Billiges Salz, teures Salz - welche Unterschiede gibt es?

Dagmar von Cramm: Natürlich ist jedes Salz ein bisschen anders zusammengesetzt, aber die Mineralstoffe sind nur in sehr kleinen Spuren enthalten. Wenn wir zum Beispiel zwei Gramm Meersalz über das Essen streuen, deckt das nur ungefähr ein Hundertstel unseres Magnesiums-Bedarfs. Auch beim teuren Himalaya-Salz sind die Mengen verschwindend gering. Die Unterschiede spielen praktisch keine Rolle.

Worauf muss man beim Salz achten?

von Cramm: Das Salz sollte Jod enthalten. 80 Prozent des Salzes, das wir aufnehmen, kommt aus Brot, Fertiggerichten, Wurst und Käse. Das ist in der Regel kein Jodsalz. Die Folge kann ein Jodmangel sein, der zu einer Schilddrüsenerkrankung führen kann. Deshalb sollten wir zu Hause mit jodhaltigem Salz würzen.
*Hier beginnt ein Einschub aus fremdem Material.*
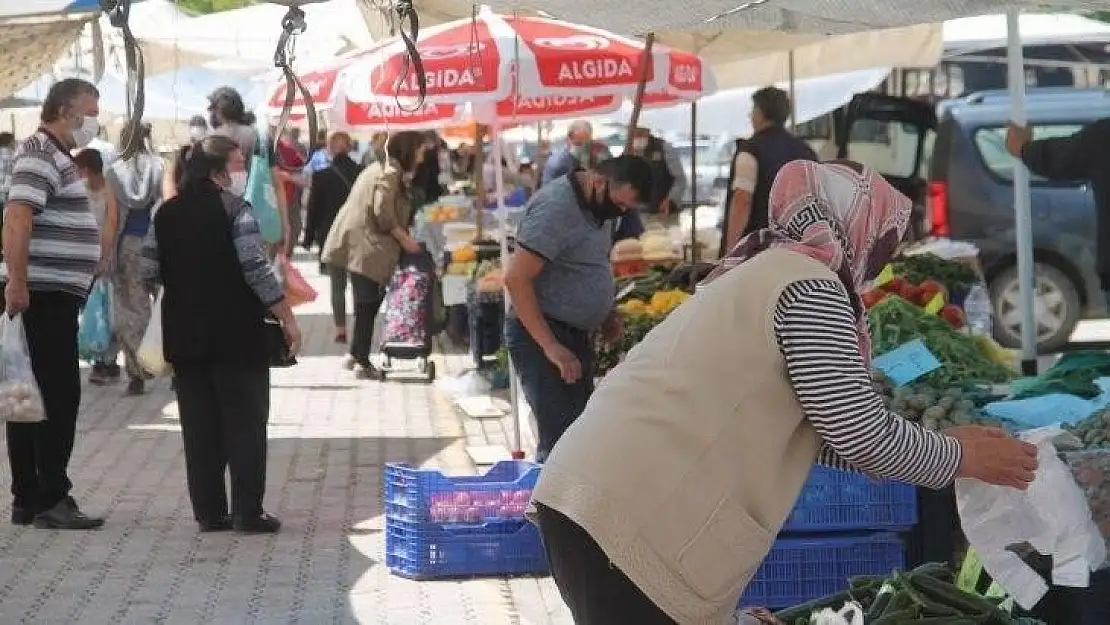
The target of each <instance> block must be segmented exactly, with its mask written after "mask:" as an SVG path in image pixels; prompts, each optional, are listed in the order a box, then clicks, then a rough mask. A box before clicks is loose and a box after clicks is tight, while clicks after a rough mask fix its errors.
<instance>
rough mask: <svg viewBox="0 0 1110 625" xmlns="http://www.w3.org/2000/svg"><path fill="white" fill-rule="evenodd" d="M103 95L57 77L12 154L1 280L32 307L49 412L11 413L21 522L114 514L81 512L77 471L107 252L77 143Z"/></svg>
mask: <svg viewBox="0 0 1110 625" xmlns="http://www.w3.org/2000/svg"><path fill="white" fill-rule="evenodd" d="M99 98H100V94H99V93H98V92H97V88H95V87H93V85H92V83H90V82H87V81H84V80H80V79H67V80H62V81H60V82H57V83H54V85H53V87H51V88H50V92H49V93H48V94H47V99H46V101H44V102H43V103H42V114H41V121H42V125H41V127H39V130H37V131H36V132H34V134H32V135H30V137H29V138H27V139H26V140H24V141H23V142H22V144H21V145H20V147H19V149H18V150H17V152H16V159H14V162H13V163H12V171H11V188H10V189H9V191H8V203H7V204H6V205H4V220H3V264H2V265H0V281H2V282H3V283H4V296H6V299H7V313H8V314H9V315H12V316H14V315H17V314H22V320H23V327H24V330H26V331H27V342H28V346H29V349H30V355H31V369H32V370H33V371H34V377H36V381H37V382H38V384H39V390H40V391H41V392H42V401H43V404H44V406H46V413H47V420H46V421H43V422H41V423H8V461H9V463H10V465H11V483H12V485H11V491H12V495H13V496H14V501H13V502H12V512H11V521H12V523H14V524H17V525H30V524H31V523H33V524H34V526H36V527H40V528H51V530H93V528H97V527H100V526H101V525H103V524H104V522H103V520H101V518H92V517H89V516H85V515H84V514H82V513H81V510H80V508H79V507H78V505H77V502H75V501H74V500H73V497H71V496H70V490H71V488H72V486H73V484H72V483H71V482H70V480H69V475H68V472H67V468H68V465H69V460H70V454H71V453H72V451H73V438H74V434H75V431H77V415H78V410H79V409H80V405H81V377H80V371H79V365H78V354H77V325H78V313H79V311H80V309H81V306H82V304H83V303H84V300H85V296H87V295H88V293H89V289H90V286H91V284H92V280H93V275H94V274H95V272H97V269H98V265H99V263H100V260H101V258H107V256H105V255H104V254H103V253H102V252H103V250H101V248H100V234H99V232H98V229H97V220H95V218H94V216H93V214H92V211H91V210H90V208H89V198H88V194H87V192H85V188H84V184H83V183H82V182H81V177H80V175H79V173H78V168H77V164H74V163H73V160H72V159H71V158H70V150H73V149H75V148H83V147H84V145H88V144H89V142H90V141H91V140H92V139H93V138H94V137H97V133H98V131H99V130H100V124H99V123H98V122H97V115H98V114H99V112H100V111H99V104H98V100H99Z"/></svg>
Wie viel Salz ist denn gesund?

von Cramm: Der empfohlene Salzgehalt liegt bei drei bis sechs Gramm pro Tag. Das entspricht etwa einem halben Teelöffel. Tatsächlich essen die meisten Menschen das Zwei- bis Dreifache der empfohlenen Salzmenge. An sich ist das keine Katastrophe. Nur wenn jemand unter Bluthochdruck leidet, kann Salz das verstärken. Und man geht davon aus, dass bei ungefähr jedem zweiten Patienten der Blutdruck wieder sinkt, wenn er weniger Salz zu sich nimmt.

Wie erkenne ich den Salzgehalt von Fertiggerichten?

von Cramm: Der Salzgehalt steht oft nicht auf der Verpackung. Es hilft ein Blick in die Nährwert-Tabelle. Dort ist ein Wert für Natrium angegeben. Multipliziert man ihn mit 2,5, erhält man den ungefähren Salzgehalt des Fertiggerichts.